Journalist Sean Holman, through a new professorship at University of Victoria, will examine the media’s role in the climate crisis.
WILDFIRES, DROUGHTS, FLOODS, EXTREME STORMS: we are living in a time when climate change should be the biggest story of our time. Yet, as the recent federal election proved, all too often it doesn’t even make the headlines. As the new Wayne Crookes Professor in Environmental and Climate Journalism with the University of Victoria’s Department of Writing, Sean Holman hopes to bring a more human dimension to the climate crisis—what he sees as part of the solution.
An award-winning journalist whose five-year appointment began September 1, Holman brings his research expertise in the areas including freedom of information and climate journalism. He will also co-lead the first-ever survey of journalists and scientists regarding climate change media coverage, as well as launch a “climate disaster survivor” memory vault with at least nine other Canadian journalism programs. Formerly a public affairs and legislative journalist, Holman comes to UVic from Calgary’s Mount Royal University.
Wayne Crookes Professor in Environmental and Climate Journalism Sean Holman (photo by John Threlfall, UVic)
Q. What is the media doing wrong—and right—when it comes to reporting the climate crisis?
A. The news media has extensively reported on the environmental, economic and political dimensions of climate change. But journalists have struggled to humanize that phenomenon—something Greta Thunberg pointed out in a recent interview with the New York Times. She said the news media hasn’t been telling the stories of “people whose lives are being lost and whose livelihoods are being taken away” by climate change. As a result, global warming can often seem like it's a remote phenomenon that’s happening elsewhere or in the future, rather than something close at hand and already harming people and families around the world. That dampens the urgency to act on climate change. And it means those who have been harmed can feel alone in their experiences, rather than being supported as part of a shared community of climate disaster survivors—a community we are all part of.
Q. How do you propose to help solve that problem as the Crookes Professor?
A. I’m working with a consortium of journalism programs and talented colleagues at post-secondary institutions across the country to create the climate disaster project. This project will amplify the stories of those who have experienced such disasters. With their permission, those stories will be shared with news media partners, as well as preserved in a climate disaster memory vault, similar to the Holocaust testimonies collected by the Shoah Foundation. In doing so, we hope to better understand the commonalities in those experiences, launching investigative journalism projects that can surface these shared problems, and solutions to them.
Q. Why wasn’t the climate crisis a bigger issue in the federal election?
A. I think a large portion of the blame for that rests on the problems my colleagues and I are hoping to help solve: the need to humanize the costs of climate change, the need to create a community around the shared experience of climate change, and the need for journalists and scientists to work together to improve coverage of that phenomenon. In this new age of disaster, climate change should be the biggest story of our time. It should be the biggest political issue of our time, and what to do about it should be the top ballot-box question. Because if we don’t do this right, everything that we have built together as a society and everything we could build together will be put at risk.
Q. Are there any other ways climate change coverage can be improved?
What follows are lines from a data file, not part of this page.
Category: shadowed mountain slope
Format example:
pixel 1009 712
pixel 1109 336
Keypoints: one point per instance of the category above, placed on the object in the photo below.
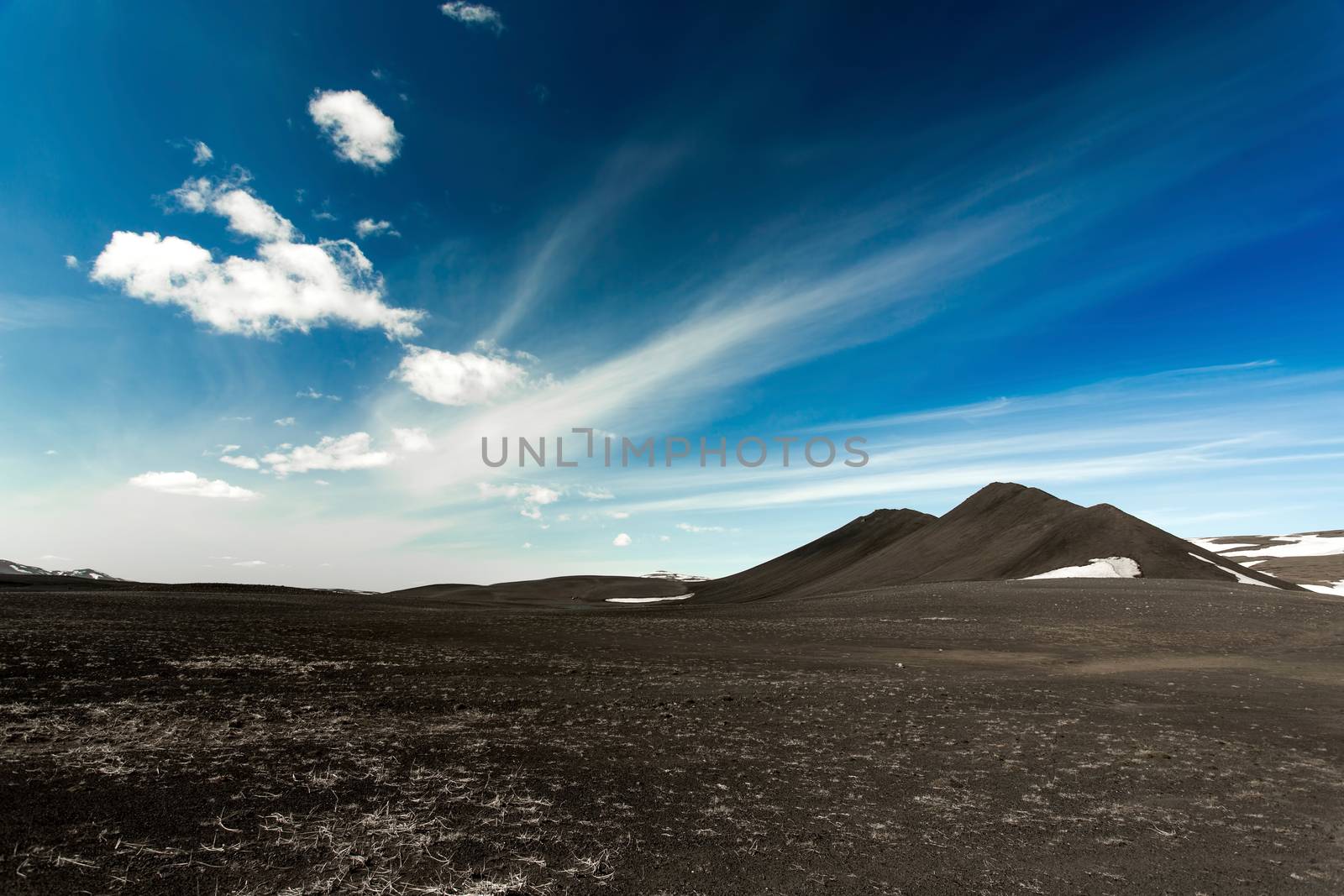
pixel 1005 531
pixel 819 560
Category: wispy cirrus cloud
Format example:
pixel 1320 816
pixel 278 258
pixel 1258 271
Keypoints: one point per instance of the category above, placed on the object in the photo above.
pixel 351 452
pixel 467 378
pixel 188 484
pixel 475 15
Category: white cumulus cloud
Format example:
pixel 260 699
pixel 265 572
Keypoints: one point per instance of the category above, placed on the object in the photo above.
pixel 366 228
pixel 474 13
pixel 461 379
pixel 248 215
pixel 360 132
pixel 351 452
pixel 241 461
pixel 412 439
pixel 187 483
pixel 288 286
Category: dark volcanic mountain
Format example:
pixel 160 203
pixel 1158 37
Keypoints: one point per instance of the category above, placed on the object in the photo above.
pixel 816 562
pixel 1005 531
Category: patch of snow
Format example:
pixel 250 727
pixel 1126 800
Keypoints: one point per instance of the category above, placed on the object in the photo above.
pixel 674 577
pixel 1211 544
pixel 1095 569
pixel 1242 579
pixel 1299 546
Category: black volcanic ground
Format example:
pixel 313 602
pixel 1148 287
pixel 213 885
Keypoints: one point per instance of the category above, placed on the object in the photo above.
pixel 1050 736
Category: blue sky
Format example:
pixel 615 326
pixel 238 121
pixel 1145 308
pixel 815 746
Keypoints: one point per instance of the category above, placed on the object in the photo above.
pixel 269 271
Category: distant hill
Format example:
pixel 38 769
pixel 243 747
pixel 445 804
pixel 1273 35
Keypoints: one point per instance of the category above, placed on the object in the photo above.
pixel 1312 559
pixel 1005 531
pixel 10 567
pixel 674 577
pixel 570 590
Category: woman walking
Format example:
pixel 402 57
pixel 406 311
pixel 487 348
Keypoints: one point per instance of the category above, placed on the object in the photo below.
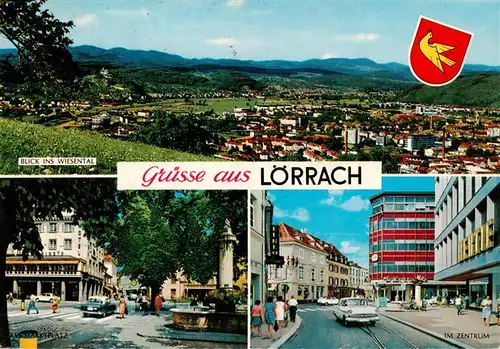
pixel 121 307
pixel 269 316
pixel 486 305
pixel 257 314
pixel 158 304
pixel 280 311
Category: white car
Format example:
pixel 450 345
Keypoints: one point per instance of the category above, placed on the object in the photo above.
pixel 328 301
pixel 45 297
pixel 350 310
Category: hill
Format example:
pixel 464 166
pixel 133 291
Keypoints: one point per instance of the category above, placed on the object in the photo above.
pixel 473 90
pixel 21 139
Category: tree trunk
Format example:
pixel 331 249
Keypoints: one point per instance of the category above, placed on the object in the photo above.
pixel 4 243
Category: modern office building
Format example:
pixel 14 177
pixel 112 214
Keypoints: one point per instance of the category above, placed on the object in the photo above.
pixel 467 241
pixel 401 240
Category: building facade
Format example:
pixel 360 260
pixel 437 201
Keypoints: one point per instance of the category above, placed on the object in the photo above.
pixel 401 239
pixel 415 142
pixel 258 206
pixel 72 266
pixel 304 274
pixel 338 273
pixel 467 241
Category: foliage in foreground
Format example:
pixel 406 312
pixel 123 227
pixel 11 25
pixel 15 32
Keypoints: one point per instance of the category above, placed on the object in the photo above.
pixel 18 139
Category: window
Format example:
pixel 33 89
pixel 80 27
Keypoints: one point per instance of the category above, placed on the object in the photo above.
pixel 301 272
pixel 67 244
pixel 301 253
pixel 52 244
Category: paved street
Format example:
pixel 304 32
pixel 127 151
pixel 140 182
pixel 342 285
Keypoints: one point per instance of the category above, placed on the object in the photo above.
pixel 321 330
pixel 135 331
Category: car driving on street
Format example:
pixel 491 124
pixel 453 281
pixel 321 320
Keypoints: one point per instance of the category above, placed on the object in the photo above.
pixel 98 305
pixel 328 301
pixel 351 310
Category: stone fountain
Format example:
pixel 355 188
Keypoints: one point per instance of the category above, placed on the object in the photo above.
pixel 205 318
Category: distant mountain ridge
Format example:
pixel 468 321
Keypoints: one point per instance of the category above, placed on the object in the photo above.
pixel 355 66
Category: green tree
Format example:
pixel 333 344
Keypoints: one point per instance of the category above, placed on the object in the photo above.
pixel 41 41
pixel 94 201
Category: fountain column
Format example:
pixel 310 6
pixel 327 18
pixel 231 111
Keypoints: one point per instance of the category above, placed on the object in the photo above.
pixel 226 248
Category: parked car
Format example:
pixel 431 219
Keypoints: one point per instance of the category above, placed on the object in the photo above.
pixel 45 297
pixel 328 301
pixel 98 305
pixel 350 310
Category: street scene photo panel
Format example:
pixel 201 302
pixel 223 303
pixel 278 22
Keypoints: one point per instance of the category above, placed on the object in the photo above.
pixel 413 265
pixel 87 266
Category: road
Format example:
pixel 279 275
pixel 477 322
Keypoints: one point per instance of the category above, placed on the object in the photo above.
pixel 321 330
pixel 97 333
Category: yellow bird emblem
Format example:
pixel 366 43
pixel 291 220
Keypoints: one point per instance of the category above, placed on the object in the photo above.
pixel 433 52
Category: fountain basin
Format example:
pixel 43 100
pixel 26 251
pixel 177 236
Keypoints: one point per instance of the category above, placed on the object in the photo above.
pixel 206 319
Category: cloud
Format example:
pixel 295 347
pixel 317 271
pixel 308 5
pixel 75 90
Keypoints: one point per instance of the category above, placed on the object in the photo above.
pixel 355 203
pixel 333 195
pixel 329 55
pixel 221 41
pixel 357 37
pixel 348 248
pixel 299 214
pixel 235 3
pixel 122 12
pixel 85 20
pixel 271 197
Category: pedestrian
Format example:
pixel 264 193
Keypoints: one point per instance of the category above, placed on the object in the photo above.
pixel 280 308
pixel 55 304
pixel 32 304
pixel 486 305
pixel 292 305
pixel 498 310
pixel 458 305
pixel 257 314
pixel 269 316
pixel 158 304
pixel 122 305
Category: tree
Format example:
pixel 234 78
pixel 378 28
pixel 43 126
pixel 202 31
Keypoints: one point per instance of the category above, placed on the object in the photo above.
pixel 94 201
pixel 41 41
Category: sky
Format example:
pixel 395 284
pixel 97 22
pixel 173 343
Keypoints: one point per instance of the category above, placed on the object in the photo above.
pixel 337 216
pixel 276 29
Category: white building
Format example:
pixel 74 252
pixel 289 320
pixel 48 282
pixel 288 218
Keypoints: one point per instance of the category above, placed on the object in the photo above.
pixel 467 243
pixel 305 269
pixel 72 265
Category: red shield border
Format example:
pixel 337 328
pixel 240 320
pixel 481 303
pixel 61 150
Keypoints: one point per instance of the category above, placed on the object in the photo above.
pixel 413 43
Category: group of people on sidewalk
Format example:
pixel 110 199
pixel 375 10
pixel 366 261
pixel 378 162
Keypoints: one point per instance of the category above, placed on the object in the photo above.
pixel 486 306
pixel 274 313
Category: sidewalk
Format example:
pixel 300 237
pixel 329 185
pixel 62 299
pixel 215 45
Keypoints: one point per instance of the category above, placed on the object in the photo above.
pixel 279 338
pixel 444 323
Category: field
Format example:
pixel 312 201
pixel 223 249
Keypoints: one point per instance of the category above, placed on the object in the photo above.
pixel 221 105
pixel 20 139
A. I think there are. And this is also a question I think scientists and other journalists should be talking to one another about too. Both professions have a lot in common: we are part of a shared community that contributes to evidence-based decision-making by the public and policymakers—but its members need to be speaking with one another about climate change communication more than we are right now. So my colleagues and I will be starting more of those conversations by surveying journalists and climate scientists and asking them what they think about environmental coverage and how it can be improved. And the first phase of that survey project is scheduled to launch in advance of the international climate talks (COP26) in November in Glasgow.
Q. How will your background as a freedom of information researcher factor into researching and teaching environmental and climate teaching journalism?
A. As a freedom of information researcher, I’ve focused on trying to understand why we have historically valued information in democracies. And one of the conclusions I’ve reached is that we do so for two reasons: control and certainty. With information, we can better understand the past and present, as well as anticipate the future. And we can then use that understanding to make wiser decisions in our personal and political lives, and in doing so, exert some measure of control over the world around us.
But, in the current post-truth era, that process has broken down. People have sought other kinds of control and certainty in the form of denialism, authoritarianism and conspiracy theories. As a result, many governments have failed to effectively respond to the pandemic, just as they have failed to effectively respond to climate change. In other words, climate change isn’t just the result of greenhouse gases, in the same way the pandemic isn’t just the result of a virus—it’s the result of a failure to use information in the way we would expect to in a democracy. So, if we want to address the climate crisis, we need to figure out how to reinforce the value of information while finding other means of affecting change.
The Crookes Professorship in Environmental and Climate Journalism was created in January 2021 through a gift of $1.875 million to the University of Victoria by Vancouver business leader and political activist Wayne Crookes. The above Q&A was conducted by John Threlfall of the Fine Arts Communications department at University of Victoria.